Share

Ancaman Korban

Izzan meneguk salivanya. Pria itu sontak saja bangkit berdiri dan berjalan menghampiri Inayah. Namun, ketika dia masih sejauh dua meter dari posisi Inayah saat ini, Inayah meminta Izzan untuk menghentikan langkahnya.

“Stop! Aku tidak ingin kau mendekatiku,” ujar Inayah dengan air mata yang telah kembali bercucuran di pipinya. “Jawab saja pertanyaanku ... Apakah benar kalau kau adalah pelakunya?”
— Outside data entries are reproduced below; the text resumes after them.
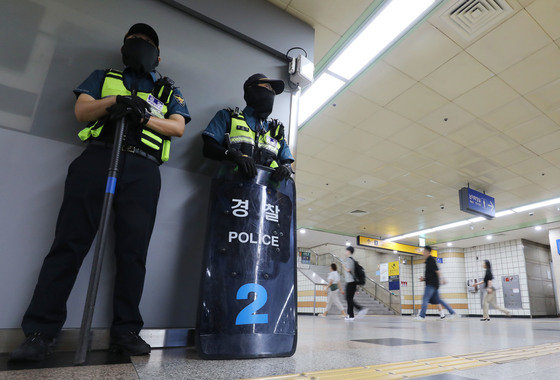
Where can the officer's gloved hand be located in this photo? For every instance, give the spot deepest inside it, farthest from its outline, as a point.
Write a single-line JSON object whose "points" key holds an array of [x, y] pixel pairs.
{"points": [[133, 107], [245, 163], [282, 172]]}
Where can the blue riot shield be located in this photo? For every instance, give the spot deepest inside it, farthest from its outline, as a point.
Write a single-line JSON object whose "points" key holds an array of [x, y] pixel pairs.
{"points": [[247, 305]]}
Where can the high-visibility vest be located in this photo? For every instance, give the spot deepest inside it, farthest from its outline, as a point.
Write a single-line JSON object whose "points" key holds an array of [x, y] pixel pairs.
{"points": [[145, 138], [264, 148]]}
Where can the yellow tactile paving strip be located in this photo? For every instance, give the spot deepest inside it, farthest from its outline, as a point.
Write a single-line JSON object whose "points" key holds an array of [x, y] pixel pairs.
{"points": [[426, 367]]}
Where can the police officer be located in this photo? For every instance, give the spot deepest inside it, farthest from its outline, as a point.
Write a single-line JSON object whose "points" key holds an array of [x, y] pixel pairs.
{"points": [[155, 111], [248, 138]]}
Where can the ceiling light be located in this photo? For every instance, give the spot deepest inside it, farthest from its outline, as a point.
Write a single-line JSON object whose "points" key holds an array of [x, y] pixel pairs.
{"points": [[504, 213], [451, 225], [377, 35], [533, 206], [380, 32], [318, 93], [477, 219]]}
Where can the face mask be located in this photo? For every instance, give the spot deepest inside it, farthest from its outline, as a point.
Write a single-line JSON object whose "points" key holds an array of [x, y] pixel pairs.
{"points": [[261, 99], [140, 55]]}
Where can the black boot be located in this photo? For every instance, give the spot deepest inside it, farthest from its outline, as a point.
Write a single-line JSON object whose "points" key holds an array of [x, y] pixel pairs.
{"points": [[130, 344], [36, 347]]}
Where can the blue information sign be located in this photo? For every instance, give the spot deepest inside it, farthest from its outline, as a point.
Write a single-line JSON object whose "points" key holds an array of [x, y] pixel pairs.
{"points": [[477, 203]]}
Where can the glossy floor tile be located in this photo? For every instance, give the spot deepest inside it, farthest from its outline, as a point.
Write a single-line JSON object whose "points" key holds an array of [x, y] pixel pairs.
{"points": [[332, 343]]}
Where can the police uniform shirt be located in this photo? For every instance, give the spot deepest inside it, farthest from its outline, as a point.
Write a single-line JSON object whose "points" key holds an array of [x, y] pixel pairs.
{"points": [[132, 81], [221, 122]]}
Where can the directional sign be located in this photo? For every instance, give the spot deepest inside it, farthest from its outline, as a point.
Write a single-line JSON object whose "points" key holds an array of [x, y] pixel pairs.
{"points": [[477, 203]]}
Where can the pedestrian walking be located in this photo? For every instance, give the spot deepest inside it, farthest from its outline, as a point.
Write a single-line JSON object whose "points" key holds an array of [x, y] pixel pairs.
{"points": [[333, 291], [433, 279], [490, 293]]}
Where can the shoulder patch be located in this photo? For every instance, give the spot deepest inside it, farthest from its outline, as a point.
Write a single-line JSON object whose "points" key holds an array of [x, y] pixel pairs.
{"points": [[179, 99]]}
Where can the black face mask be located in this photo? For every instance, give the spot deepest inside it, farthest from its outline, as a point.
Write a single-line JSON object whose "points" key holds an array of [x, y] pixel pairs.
{"points": [[261, 99], [140, 55]]}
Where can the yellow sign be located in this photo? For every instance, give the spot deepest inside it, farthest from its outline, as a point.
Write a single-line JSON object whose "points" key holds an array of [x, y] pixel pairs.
{"points": [[404, 248], [394, 268]]}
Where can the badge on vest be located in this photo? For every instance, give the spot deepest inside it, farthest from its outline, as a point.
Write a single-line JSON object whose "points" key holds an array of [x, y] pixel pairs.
{"points": [[156, 106]]}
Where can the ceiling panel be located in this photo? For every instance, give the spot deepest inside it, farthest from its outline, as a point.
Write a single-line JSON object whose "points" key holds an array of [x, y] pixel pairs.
{"points": [[547, 14], [544, 144], [535, 70], [382, 83], [422, 52], [351, 108], [384, 123], [326, 128], [447, 119], [487, 97], [414, 136], [417, 102], [338, 15], [510, 42], [532, 129], [513, 113], [457, 76]]}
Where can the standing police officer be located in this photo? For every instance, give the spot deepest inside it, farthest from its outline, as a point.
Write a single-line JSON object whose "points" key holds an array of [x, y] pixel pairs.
{"points": [[248, 138], [155, 111]]}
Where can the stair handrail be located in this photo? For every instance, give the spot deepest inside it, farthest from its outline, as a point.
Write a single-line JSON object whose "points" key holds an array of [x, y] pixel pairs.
{"points": [[375, 284], [323, 283]]}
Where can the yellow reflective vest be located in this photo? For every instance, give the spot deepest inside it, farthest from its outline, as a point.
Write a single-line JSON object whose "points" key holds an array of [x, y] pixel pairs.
{"points": [[264, 148], [150, 141]]}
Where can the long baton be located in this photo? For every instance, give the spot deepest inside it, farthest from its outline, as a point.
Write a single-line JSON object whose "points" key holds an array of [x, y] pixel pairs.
{"points": [[100, 247]]}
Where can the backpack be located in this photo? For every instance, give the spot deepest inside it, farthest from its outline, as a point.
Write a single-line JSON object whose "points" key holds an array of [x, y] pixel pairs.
{"points": [[359, 273]]}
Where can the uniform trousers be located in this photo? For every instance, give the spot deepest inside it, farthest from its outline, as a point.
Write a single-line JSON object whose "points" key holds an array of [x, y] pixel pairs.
{"points": [[135, 204]]}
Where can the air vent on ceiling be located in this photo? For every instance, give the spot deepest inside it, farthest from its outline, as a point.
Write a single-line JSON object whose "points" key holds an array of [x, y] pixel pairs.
{"points": [[471, 18], [358, 212]]}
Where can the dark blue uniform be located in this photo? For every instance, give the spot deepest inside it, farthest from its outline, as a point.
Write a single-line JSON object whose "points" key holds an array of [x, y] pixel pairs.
{"points": [[219, 126], [135, 204]]}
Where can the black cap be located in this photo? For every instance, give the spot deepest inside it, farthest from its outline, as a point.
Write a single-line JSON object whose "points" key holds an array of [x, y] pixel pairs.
{"points": [[144, 29], [277, 84]]}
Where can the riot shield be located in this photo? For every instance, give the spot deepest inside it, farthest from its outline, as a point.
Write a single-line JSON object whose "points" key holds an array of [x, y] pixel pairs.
{"points": [[247, 305]]}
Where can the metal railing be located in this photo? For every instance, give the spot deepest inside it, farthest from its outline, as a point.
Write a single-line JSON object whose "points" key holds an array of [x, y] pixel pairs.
{"points": [[316, 280], [371, 287]]}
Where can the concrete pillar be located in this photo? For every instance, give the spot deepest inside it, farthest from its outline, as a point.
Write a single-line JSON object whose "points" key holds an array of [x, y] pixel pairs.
{"points": [[554, 236]]}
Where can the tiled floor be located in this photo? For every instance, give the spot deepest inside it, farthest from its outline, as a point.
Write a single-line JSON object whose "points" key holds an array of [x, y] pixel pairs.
{"points": [[331, 343]]}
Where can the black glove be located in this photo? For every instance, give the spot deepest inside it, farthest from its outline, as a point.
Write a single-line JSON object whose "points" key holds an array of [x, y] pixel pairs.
{"points": [[282, 172], [133, 107], [245, 163]]}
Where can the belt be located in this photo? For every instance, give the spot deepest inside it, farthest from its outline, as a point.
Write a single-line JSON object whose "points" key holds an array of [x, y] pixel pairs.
{"points": [[129, 149]]}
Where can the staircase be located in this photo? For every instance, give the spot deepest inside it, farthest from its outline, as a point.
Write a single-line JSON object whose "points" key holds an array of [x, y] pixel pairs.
{"points": [[361, 298]]}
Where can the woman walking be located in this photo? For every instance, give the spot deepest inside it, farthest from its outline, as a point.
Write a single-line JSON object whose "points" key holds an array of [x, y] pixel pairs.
{"points": [[333, 292], [490, 295]]}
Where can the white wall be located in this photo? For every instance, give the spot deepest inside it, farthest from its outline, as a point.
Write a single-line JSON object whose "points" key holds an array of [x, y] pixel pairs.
{"points": [[453, 292], [507, 259]]}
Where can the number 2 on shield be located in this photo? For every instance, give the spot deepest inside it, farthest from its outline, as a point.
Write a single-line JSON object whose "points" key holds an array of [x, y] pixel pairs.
{"points": [[247, 316]]}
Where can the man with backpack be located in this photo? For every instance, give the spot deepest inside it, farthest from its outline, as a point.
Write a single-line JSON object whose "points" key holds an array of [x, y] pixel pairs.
{"points": [[354, 275]]}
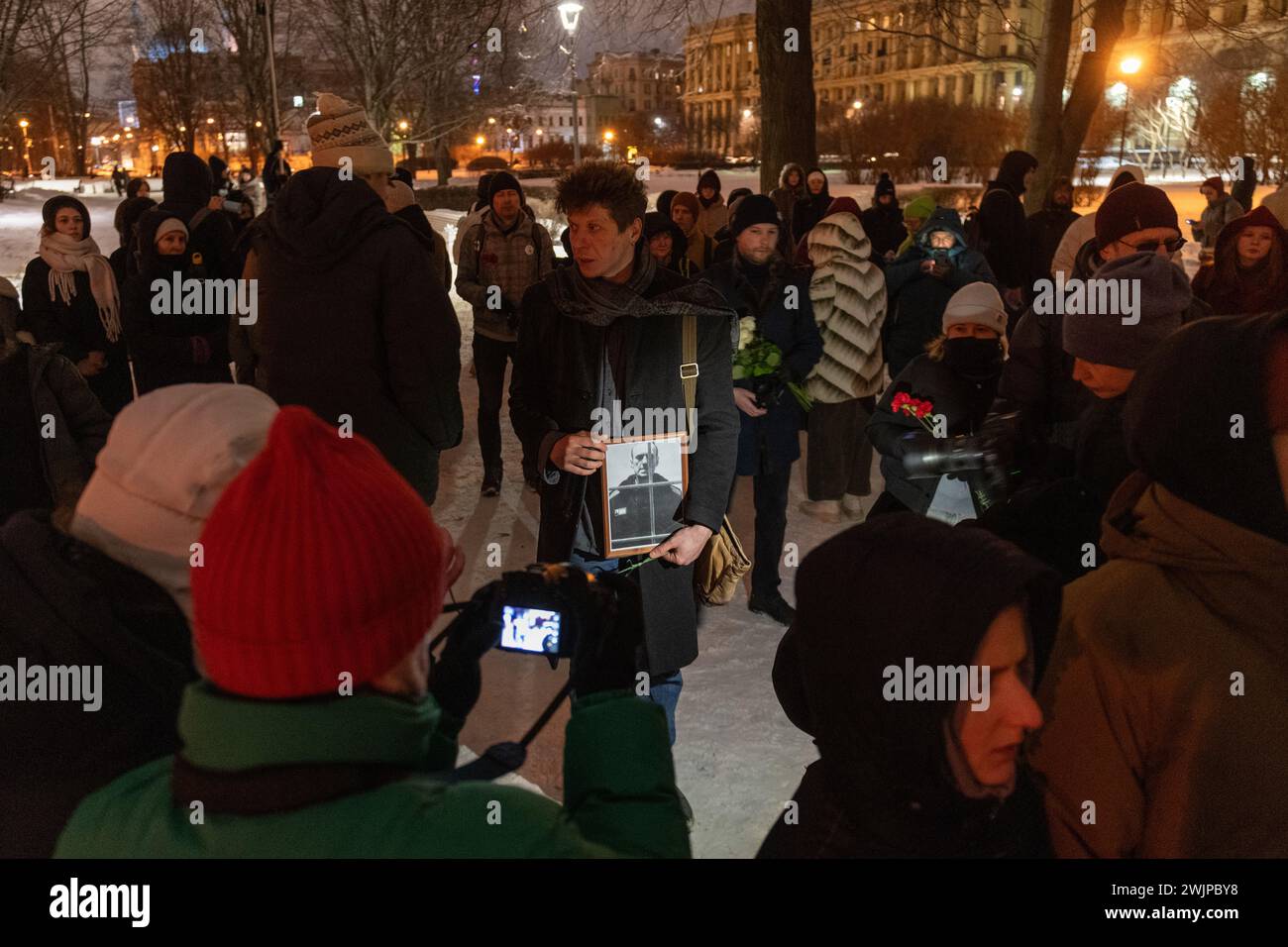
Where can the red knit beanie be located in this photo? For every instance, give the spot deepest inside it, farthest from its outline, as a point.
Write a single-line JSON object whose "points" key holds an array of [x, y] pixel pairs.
{"points": [[318, 560]]}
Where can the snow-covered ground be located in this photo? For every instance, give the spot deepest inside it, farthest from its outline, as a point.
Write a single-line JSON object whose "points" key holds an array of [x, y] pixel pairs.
{"points": [[737, 757]]}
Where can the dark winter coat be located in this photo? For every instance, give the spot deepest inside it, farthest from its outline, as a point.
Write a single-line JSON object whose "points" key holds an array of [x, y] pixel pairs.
{"points": [[917, 300], [65, 603], [964, 405], [1145, 712], [772, 442], [1003, 232], [884, 785], [185, 185], [171, 348], [809, 210], [77, 329], [1215, 218], [54, 389], [884, 227], [1037, 381], [785, 198], [352, 322], [513, 261], [553, 390], [1233, 290], [439, 263], [1044, 231], [361, 776]]}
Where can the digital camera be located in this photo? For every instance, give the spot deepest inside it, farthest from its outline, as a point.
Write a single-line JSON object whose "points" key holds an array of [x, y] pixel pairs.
{"points": [[540, 609]]}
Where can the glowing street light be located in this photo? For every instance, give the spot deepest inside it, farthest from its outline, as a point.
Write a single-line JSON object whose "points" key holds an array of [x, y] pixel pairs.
{"points": [[568, 16], [1129, 65]]}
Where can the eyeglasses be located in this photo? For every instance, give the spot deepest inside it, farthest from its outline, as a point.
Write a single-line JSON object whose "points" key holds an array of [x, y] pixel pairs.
{"points": [[1150, 247]]}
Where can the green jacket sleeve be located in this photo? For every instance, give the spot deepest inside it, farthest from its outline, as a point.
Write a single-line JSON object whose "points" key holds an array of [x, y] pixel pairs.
{"points": [[618, 777]]}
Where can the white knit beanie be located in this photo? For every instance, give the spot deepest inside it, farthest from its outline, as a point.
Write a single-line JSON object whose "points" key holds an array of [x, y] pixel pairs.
{"points": [[340, 129], [170, 223], [977, 302], [166, 462]]}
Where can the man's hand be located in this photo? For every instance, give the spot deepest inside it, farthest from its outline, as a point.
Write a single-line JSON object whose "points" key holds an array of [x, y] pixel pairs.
{"points": [[683, 545], [578, 454], [746, 402]]}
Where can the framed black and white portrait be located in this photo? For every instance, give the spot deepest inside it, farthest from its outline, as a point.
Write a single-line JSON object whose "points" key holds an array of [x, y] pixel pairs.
{"points": [[644, 479]]}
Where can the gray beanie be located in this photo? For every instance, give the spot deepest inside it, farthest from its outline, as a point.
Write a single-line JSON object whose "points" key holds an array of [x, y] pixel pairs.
{"points": [[1160, 292]]}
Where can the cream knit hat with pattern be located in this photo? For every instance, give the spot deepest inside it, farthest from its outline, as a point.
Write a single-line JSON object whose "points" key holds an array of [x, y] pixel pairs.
{"points": [[340, 129]]}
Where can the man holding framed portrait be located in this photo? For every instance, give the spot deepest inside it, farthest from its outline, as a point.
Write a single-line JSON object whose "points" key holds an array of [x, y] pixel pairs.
{"points": [[600, 344]]}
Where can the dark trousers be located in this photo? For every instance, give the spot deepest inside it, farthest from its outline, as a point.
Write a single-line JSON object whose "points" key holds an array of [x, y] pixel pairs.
{"points": [[840, 455], [489, 360], [769, 492]]}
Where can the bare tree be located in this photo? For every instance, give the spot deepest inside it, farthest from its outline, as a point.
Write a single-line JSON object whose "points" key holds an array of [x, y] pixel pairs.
{"points": [[786, 58], [65, 35], [245, 24], [14, 81], [176, 75]]}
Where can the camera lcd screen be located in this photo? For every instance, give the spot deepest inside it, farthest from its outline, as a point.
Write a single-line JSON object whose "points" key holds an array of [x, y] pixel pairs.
{"points": [[535, 630]]}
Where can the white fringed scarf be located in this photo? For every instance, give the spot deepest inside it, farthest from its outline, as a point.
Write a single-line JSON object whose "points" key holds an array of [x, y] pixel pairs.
{"points": [[65, 256]]}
Izzan mengangguk dengan lemah. “Iya, benar. Aku memang pelakunya. Aku yang sudah menyebabkan kecelakaan itu terjadi,” jawab Izzan tanpa peduli dengan nasihat kakeknya yang melarang dia untuk berkata jujur.

“Kau ....”

Inayah kehabisan kata-kata. Wanita itu hanya bisa menutup mulutnya dengan sebelah tangan untuk menahan isak tangisnya. Inayah tahu siapa Izzan, sebab Athar pernah bercerita tentang Izzan yang tak lain adalah pengurus di sekolahnya. Selama ini Athar selalu menceritakan bagaimana hebatnya dan baiknya Izzan. Namun, kejadian hari ini membuat Inayah berpikir kalau tidak ada manusia yang benar-benar baik di dunia ini.

“Aku minta maaf yang sebesar-besarnya, Inayah. Aku tahu kalau aku bersalah, tapi tolong dengarkan penjelasan dariku terlebih dahulu. Aku benar-benar minta maaf,” ucap Izzan sebelum memulai ceritanya.

“Kau mau menjelaskan apa lagi? Bukankah semuanya sudah jelas?” tanya Inayah. Wanita itu sudah terlalu muak dengan apa yang terjadi hari ini. Dia tidak sanggup kalau harus mendengar penjelasan dari pelaku yang telah membuat putranya harus mengalami koma.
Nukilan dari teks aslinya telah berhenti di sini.